Not really. The 'Last Confirmed Years' are 100% accurate in that the company listed as using the platform that year was using it, at least to the best of my knowledge. I should add that qualifier because much of the information has been sent to me from other people so it is only as good as their resources. A few reasons for keeping companies on the list who have old 'Last Confirmed Year' are:
- If I am a vendor who is about to run an expensive marketing campaign aimed at prospective customers in a specific region, then it might be worth my time to check and see if these companies are still using the platform. This increases the odds that the campaign will be successful.
- If I'm hunting for a job it might be worth my while to check companies with the older 'Last Confirmed Year' on the off-chance that they are still using the platform and might need some help.
- Several times people who work for those companies have seen the company and date on the list and said to themselves "Wait, we are still using the platform." Then they send me an email to get the 'Last Confirmed Year' updated. Programmers, system administrators, consultants, etc... who are familiar with those companies have done the same thing.
I use the term 'Off-platform' as a placeholder to mean one of several things:
- A company has gone out of business
- Been merged out of existence
- Moved to a different platform
The reason I use that term instead of deleting the company is because I receive many lists from many sources and there is no way to make sure I receive them in chronological order. In other words, I might get a list saying a company is out of business, if I deleted the record for that company and received an older list saying it is still in business I'd end up putting it back on the list. Having the 'Off-platform' marker there keeps me from making that mistake and helps keep the list clean.
5. Isn't it harming the ecosystem and helping our competitors by using the 'AS400' brand name when it brings 'green screens' and 'legacy' to mind?
Only if you're not a very good sales rep. While it does provide a target list for IBM's competitors, I have confidence that IBM would always be able to win if it came down to a head-to-head contest. I wrote an article for people who work for a company using the platform to help them be better sales reps for the platform though in case they weren't getting any help from the outside world to make their case. The article can be found here!

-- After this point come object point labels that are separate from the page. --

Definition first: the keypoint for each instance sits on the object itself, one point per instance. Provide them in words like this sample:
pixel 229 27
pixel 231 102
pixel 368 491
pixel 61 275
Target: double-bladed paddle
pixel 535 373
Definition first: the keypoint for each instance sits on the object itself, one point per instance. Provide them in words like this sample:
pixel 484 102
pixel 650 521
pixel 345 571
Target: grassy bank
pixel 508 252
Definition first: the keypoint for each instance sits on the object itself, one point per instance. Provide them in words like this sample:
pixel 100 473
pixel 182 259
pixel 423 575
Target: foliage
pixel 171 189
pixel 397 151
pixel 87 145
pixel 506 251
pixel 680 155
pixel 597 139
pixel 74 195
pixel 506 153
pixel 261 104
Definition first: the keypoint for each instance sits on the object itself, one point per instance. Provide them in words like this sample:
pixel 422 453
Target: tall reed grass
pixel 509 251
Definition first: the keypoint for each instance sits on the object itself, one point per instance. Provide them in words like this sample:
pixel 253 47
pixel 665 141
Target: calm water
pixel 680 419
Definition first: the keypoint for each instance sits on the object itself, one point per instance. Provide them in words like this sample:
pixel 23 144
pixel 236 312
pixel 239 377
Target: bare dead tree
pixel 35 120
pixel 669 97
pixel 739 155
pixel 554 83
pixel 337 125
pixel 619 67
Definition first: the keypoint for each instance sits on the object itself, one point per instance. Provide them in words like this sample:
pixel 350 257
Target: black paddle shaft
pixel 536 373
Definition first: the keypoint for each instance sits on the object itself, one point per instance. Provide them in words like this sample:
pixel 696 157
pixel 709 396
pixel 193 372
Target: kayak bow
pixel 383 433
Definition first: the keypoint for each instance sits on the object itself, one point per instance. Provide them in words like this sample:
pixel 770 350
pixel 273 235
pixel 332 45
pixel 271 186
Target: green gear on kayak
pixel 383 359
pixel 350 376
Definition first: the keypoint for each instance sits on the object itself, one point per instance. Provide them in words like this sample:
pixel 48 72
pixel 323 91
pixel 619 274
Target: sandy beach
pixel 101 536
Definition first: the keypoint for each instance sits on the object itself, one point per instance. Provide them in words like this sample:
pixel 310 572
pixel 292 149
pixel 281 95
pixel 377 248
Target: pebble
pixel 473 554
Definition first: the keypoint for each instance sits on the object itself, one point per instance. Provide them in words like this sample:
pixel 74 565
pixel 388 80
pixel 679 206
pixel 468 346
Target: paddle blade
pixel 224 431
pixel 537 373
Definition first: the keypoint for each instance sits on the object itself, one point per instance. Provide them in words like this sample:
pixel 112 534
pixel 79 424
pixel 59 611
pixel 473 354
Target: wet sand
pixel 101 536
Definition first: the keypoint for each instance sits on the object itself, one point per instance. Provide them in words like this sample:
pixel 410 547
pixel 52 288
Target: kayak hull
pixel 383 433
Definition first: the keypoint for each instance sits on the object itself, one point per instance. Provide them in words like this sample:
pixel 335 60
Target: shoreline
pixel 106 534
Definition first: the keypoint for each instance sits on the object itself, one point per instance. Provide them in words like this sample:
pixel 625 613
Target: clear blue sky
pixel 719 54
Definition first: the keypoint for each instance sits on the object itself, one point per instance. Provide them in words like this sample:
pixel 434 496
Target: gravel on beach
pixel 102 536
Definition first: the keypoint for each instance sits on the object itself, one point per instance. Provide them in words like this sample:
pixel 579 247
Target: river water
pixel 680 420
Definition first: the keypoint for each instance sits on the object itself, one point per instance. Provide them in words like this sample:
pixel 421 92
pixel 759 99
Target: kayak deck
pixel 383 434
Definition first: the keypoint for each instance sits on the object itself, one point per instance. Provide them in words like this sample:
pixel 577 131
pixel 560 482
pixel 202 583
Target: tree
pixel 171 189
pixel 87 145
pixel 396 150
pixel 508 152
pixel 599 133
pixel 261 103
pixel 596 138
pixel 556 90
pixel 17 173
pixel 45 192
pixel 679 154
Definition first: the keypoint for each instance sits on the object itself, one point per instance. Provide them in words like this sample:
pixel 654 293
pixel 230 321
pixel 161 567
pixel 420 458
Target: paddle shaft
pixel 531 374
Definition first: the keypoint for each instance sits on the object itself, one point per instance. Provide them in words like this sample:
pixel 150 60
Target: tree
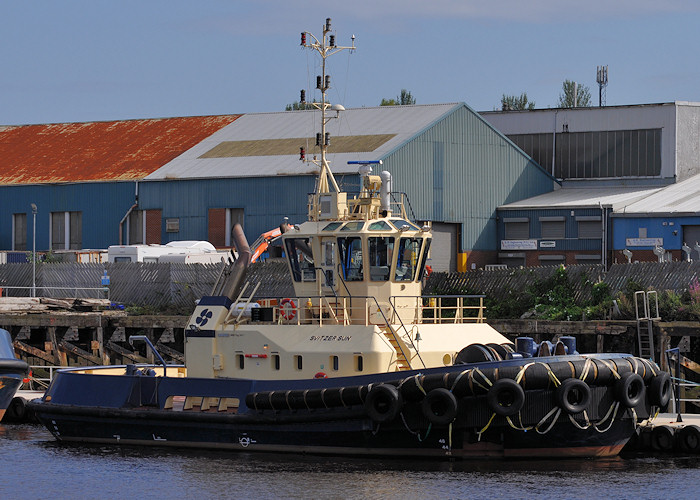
pixel 566 98
pixel 403 99
pixel 511 102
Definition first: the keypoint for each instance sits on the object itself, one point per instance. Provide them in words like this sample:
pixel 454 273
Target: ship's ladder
pixel 645 339
pixel 402 362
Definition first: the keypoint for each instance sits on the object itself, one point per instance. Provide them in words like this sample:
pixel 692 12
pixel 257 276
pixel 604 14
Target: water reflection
pixel 75 471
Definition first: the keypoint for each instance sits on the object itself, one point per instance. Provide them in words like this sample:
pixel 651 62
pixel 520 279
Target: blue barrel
pixel 525 346
pixel 569 343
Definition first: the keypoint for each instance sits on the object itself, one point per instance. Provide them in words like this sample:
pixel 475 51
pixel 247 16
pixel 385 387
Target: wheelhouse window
pixel 398 224
pixel 407 261
pixel 351 258
pixel 301 259
pixel 381 250
pixel 424 258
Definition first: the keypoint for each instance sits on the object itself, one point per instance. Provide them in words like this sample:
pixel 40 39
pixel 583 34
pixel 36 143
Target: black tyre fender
pixel 383 403
pixel 660 390
pixel 662 438
pixel 439 406
pixel 572 396
pixel 630 390
pixel 17 409
pixel 689 438
pixel 505 397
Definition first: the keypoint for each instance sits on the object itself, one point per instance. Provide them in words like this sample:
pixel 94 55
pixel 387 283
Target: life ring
pixel 660 390
pixel 505 397
pixel 662 438
pixel 288 309
pixel 383 403
pixel 439 406
pixel 689 438
pixel 573 395
pixel 630 390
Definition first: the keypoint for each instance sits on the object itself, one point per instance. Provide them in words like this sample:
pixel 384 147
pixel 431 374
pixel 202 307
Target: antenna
pixel 325 46
pixel 602 79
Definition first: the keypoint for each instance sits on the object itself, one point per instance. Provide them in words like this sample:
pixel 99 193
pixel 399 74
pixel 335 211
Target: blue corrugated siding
pixel 265 201
pixel 103 204
pixel 656 227
pixel 459 170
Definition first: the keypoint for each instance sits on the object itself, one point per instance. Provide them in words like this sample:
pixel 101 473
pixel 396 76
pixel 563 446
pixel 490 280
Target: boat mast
pixel 325 47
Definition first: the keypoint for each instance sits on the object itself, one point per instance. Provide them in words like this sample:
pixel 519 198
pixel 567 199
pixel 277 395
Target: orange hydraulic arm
pixel 264 240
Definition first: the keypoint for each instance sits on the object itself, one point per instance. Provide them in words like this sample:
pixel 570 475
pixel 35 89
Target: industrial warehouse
pixel 520 188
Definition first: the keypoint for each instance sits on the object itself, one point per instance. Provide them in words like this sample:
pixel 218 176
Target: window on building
pixel 66 230
pixel 590 155
pixel 517 228
pixel 589 227
pixel 19 231
pixel 551 260
pixel 553 228
pixel 137 224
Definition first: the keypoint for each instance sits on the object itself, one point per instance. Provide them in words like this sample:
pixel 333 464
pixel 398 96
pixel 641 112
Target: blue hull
pixel 335 416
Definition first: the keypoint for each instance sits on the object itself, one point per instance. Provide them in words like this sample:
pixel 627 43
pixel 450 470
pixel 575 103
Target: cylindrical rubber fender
pixel 505 397
pixel 573 395
pixel 439 406
pixel 630 390
pixel 689 438
pixel 474 353
pixel 410 388
pixel 383 403
pixel 660 390
pixel 662 438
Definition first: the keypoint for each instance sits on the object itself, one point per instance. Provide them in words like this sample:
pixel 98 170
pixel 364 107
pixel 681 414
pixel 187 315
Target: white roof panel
pixel 616 198
pixel 682 197
pixel 401 121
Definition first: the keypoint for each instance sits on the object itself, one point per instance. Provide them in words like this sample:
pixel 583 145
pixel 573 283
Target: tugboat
pixel 358 362
pixel 12 372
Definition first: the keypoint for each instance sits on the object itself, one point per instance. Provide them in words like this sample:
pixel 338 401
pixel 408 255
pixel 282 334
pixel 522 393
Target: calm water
pixel 34 466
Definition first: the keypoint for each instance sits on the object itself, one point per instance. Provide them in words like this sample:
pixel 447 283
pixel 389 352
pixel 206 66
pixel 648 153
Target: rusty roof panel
pixel 99 151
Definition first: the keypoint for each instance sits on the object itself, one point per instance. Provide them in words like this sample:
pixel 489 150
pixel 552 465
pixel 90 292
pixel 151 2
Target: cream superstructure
pixel 357 265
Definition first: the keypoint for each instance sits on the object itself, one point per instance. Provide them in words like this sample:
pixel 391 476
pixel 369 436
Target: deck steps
pixel 402 363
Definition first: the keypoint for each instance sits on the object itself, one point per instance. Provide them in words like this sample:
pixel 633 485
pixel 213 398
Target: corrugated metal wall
pixel 265 202
pixel 103 204
pixel 459 170
pixel 571 242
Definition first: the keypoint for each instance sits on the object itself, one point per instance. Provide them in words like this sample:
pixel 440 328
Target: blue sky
pixel 73 60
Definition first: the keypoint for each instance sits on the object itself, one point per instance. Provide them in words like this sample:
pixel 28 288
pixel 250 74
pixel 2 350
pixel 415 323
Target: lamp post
pixel 34 209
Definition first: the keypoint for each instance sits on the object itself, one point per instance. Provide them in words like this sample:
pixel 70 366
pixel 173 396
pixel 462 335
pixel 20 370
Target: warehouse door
pixel 443 251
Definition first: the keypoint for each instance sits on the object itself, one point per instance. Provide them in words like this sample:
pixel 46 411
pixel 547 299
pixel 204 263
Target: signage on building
pixel 644 242
pixel 518 244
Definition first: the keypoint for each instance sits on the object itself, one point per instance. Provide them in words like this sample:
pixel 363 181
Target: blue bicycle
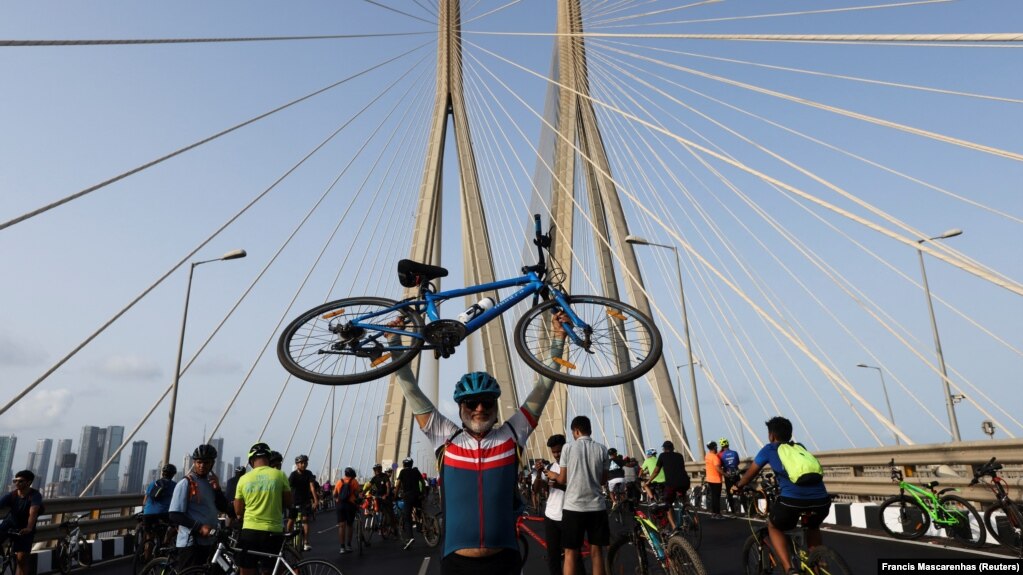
pixel 358 340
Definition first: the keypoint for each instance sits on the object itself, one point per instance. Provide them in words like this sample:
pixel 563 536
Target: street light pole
pixel 233 255
pixel 949 404
pixel 636 240
pixel 891 415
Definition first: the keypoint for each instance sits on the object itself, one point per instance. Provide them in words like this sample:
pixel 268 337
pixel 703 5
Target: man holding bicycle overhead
pixel 795 499
pixel 479 462
pixel 260 500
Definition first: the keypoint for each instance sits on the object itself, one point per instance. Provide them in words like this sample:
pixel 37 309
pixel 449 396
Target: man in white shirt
pixel 584 516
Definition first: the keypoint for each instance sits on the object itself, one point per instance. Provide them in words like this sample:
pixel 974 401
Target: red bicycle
pixel 523 530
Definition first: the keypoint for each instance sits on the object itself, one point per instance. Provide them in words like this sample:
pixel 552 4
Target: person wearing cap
pixel 381 490
pixel 346 492
pixel 676 481
pixel 480 461
pixel 652 485
pixel 304 494
pixel 260 500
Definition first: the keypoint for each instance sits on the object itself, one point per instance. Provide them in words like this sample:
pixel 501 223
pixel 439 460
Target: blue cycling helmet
pixel 477 383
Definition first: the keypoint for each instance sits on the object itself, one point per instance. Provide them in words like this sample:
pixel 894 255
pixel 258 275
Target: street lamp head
pixel 233 255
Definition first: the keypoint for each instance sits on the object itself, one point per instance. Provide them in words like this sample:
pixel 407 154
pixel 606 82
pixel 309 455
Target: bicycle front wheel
pixel 1005 523
pixel 826 562
pixel 316 567
pixel 323 345
pixel 622 346
pixel 682 559
pixel 902 518
pixel 967 526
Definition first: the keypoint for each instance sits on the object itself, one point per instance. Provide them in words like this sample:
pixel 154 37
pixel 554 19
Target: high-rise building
pixel 7 445
pixel 40 463
pixel 90 454
pixel 63 447
pixel 132 481
pixel 115 435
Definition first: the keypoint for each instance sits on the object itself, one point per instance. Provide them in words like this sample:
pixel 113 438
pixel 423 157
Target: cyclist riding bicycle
pixel 794 500
pixel 480 501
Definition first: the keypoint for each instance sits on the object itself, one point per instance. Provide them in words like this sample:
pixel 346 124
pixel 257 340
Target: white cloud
pixel 216 365
pixel 41 408
pixel 17 353
pixel 129 367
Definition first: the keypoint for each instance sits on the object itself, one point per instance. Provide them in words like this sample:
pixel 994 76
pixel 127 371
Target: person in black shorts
pixel 676 481
pixel 25 504
pixel 304 495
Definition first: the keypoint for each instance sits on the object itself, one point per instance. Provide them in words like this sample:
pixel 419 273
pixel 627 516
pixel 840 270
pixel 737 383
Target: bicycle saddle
pixel 411 274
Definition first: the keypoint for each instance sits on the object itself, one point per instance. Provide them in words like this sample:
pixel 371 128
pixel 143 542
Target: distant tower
pixel 7 445
pixel 133 477
pixel 63 447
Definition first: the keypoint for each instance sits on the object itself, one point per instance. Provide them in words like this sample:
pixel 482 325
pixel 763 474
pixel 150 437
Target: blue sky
pixel 76 116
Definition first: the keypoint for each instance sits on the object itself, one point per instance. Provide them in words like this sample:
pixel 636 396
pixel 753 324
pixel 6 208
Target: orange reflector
pixel 616 314
pixel 563 363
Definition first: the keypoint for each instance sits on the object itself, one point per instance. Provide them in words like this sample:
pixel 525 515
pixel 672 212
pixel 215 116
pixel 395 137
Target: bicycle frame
pixel 531 284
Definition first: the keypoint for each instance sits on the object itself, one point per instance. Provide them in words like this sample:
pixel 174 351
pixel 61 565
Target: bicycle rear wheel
pixel 826 562
pixel 968 528
pixel 902 518
pixel 1005 523
pixel 322 346
pixel 624 343
pixel 626 558
pixel 682 559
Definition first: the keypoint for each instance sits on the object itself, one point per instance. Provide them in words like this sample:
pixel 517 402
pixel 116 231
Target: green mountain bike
pixel 909 515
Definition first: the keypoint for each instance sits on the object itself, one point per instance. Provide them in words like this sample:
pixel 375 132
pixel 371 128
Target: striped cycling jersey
pixel 480 480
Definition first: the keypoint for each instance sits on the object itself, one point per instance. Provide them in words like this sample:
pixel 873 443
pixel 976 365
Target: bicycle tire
pixel 970 530
pixel 759 559
pixel 84 553
pixel 1008 532
pixel 431 530
pixel 159 566
pixel 824 561
pixel 619 564
pixel 523 547
pixel 62 558
pixel 639 341
pixel 366 357
pixel 902 518
pixel 682 559
pixel 316 567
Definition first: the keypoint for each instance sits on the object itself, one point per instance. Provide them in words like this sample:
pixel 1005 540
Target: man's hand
pixel 557 321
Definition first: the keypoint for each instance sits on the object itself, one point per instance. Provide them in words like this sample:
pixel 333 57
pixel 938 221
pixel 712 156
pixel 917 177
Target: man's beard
pixel 479 428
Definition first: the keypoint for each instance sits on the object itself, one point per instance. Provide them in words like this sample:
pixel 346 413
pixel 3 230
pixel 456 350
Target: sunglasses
pixel 472 404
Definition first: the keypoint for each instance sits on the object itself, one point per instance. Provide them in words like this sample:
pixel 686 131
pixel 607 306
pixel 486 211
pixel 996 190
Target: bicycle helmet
pixel 205 451
pixel 476 383
pixel 259 450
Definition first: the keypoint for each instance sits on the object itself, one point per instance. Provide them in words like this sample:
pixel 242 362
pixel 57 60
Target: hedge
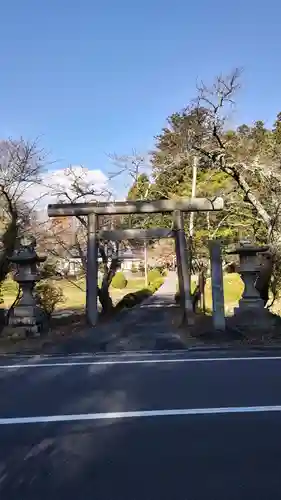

What we took away from our conversation with Rockwell was a great deal of passion for the IBM i community and a desire to see it last for decades to come. This list is a bit of a legacy project for him and he sees the value that it can bring to a community he loves. His persistence can be infectious as well... recently Rockwell has found someone who created graphical representations of the information available on the ALL400s website. This tool will make it easier for those who want to use the list by showing a graphical map of the locations of each confirmed company. That graphical representation can be found in Rockwell's latest post on LinkedIn.